Underground "tags" and images designed to be rapidly spray-painted or seen only in motion did not survive the transition to the more conventional two- and three-dimensional formats exhibited in galleries. The most notable exceptions were the works of Jean-Michael Basquiat and Keith Haring. Their considerable talents brought them critical and commercial success equal to that of any young artist of the day, led to collaborations with Andy Warhol, and (inadvertently) drew a clear distinction between their imaginatively realized visions and the narrower skill of tagging a subway car. One of Harring''s greatest successes as an ambassador for the expressive possibilities of graffiti was posthumous. The young Chinese artist Zhang Dali, who spent several years in Italy beginning in 1989, came to idolize Haring and his work. In 1993 Zhang returned to Beijing and became the sole graffitist in that city, where public order was more rigorously policed than in New York. (By tagging only the walls of homes marked for demolition--or already demolished--he garnered the sympathy of police.) In addition to his tags,18k and AK47, he created huge, cartoonish silhouettes of his head in pairs: one a "negative" image cut out of the wall and providing a view of the rubble of the traditional courtyard home beyond; and the second a "positive" image spray-painted on the wall and focusing attention on it as a container of domestic life sealed off from public intrusion.

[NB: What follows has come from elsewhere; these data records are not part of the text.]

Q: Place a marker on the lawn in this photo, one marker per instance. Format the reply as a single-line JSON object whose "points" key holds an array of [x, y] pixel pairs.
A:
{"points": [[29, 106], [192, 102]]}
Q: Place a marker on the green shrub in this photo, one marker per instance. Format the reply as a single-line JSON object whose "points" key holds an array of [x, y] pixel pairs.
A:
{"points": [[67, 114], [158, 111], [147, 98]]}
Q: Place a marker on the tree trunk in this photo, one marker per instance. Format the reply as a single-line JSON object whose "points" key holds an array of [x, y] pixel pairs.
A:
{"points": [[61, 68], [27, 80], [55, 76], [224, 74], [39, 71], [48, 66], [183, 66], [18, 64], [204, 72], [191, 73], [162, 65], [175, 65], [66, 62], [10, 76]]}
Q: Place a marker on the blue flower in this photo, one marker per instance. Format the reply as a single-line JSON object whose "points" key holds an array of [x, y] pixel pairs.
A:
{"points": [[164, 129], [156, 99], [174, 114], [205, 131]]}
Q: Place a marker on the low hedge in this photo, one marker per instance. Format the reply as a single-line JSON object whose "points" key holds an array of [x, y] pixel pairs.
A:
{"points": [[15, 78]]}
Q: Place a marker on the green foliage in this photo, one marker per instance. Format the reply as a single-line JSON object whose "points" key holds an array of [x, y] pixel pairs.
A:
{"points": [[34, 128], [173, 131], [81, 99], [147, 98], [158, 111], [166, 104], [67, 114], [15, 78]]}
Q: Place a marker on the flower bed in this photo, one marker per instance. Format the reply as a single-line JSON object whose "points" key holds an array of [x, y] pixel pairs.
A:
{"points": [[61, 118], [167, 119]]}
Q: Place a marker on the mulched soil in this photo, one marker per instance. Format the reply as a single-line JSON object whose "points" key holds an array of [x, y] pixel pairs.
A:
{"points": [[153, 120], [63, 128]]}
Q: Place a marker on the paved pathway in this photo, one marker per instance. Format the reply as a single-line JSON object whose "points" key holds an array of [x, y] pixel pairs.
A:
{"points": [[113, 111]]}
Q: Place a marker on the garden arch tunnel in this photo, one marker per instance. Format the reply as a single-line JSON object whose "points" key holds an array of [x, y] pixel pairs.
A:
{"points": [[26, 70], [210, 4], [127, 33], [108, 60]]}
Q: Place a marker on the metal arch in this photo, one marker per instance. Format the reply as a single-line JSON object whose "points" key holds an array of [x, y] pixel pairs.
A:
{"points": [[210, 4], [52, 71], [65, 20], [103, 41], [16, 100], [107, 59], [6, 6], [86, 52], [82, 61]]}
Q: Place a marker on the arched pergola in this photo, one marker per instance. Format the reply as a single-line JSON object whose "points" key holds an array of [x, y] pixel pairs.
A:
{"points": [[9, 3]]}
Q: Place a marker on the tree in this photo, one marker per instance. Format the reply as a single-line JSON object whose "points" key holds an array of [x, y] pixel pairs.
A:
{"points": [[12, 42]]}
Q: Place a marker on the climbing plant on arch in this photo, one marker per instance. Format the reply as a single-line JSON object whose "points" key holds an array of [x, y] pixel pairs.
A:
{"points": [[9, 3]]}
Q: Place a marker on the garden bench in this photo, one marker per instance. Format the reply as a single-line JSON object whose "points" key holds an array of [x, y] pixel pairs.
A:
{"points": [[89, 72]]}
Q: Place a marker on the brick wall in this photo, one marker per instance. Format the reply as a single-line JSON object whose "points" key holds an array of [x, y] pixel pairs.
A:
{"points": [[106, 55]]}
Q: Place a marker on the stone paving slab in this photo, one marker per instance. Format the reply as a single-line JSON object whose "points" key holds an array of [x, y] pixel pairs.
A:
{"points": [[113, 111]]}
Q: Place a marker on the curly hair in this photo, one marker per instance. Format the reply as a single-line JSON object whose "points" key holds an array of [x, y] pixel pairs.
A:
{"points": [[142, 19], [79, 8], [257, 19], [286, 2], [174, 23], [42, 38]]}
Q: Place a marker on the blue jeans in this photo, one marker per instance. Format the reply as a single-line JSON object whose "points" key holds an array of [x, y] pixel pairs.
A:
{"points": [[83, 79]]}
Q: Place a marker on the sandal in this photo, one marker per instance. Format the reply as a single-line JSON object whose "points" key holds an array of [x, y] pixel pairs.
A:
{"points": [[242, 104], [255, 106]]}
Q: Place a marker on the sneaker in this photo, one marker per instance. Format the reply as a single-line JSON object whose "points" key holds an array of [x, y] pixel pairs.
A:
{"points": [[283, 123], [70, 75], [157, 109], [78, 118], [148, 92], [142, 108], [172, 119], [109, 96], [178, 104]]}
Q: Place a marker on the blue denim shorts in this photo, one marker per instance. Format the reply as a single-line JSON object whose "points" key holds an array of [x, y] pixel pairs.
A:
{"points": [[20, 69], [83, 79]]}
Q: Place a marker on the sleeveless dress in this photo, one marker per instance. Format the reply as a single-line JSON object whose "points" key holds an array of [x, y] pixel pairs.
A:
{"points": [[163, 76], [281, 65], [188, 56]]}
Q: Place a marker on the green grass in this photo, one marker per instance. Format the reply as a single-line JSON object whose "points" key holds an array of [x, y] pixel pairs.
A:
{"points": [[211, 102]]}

His photographs of his activities as a graffitist are poignant: they both document modern ruins and evoke the traditional home and lifestyle that flourished within them. Zhang, who began to spray-paint his silhouettes while still in Italy, is perhaps the only figure outside the original circle of New York graffiti artists who ought to be considered at least an honorary part of it. Rather than romanticizing the New York origins of graffiti art, it is useful to consider other defining events that made it so short-lived a movement, including the death of African-American graffitist Michael Stewart in 1983. Caught tagging by New York police in a downtown subway station, he was savagely beaten and then transported to a nearby hospital in a coma, dying soon after. Both Basquiat and Haring were dead by 1990--the former, in his mid-twenties, from a heroin overdose and the latter, in his early thirties, from HIV-related causes.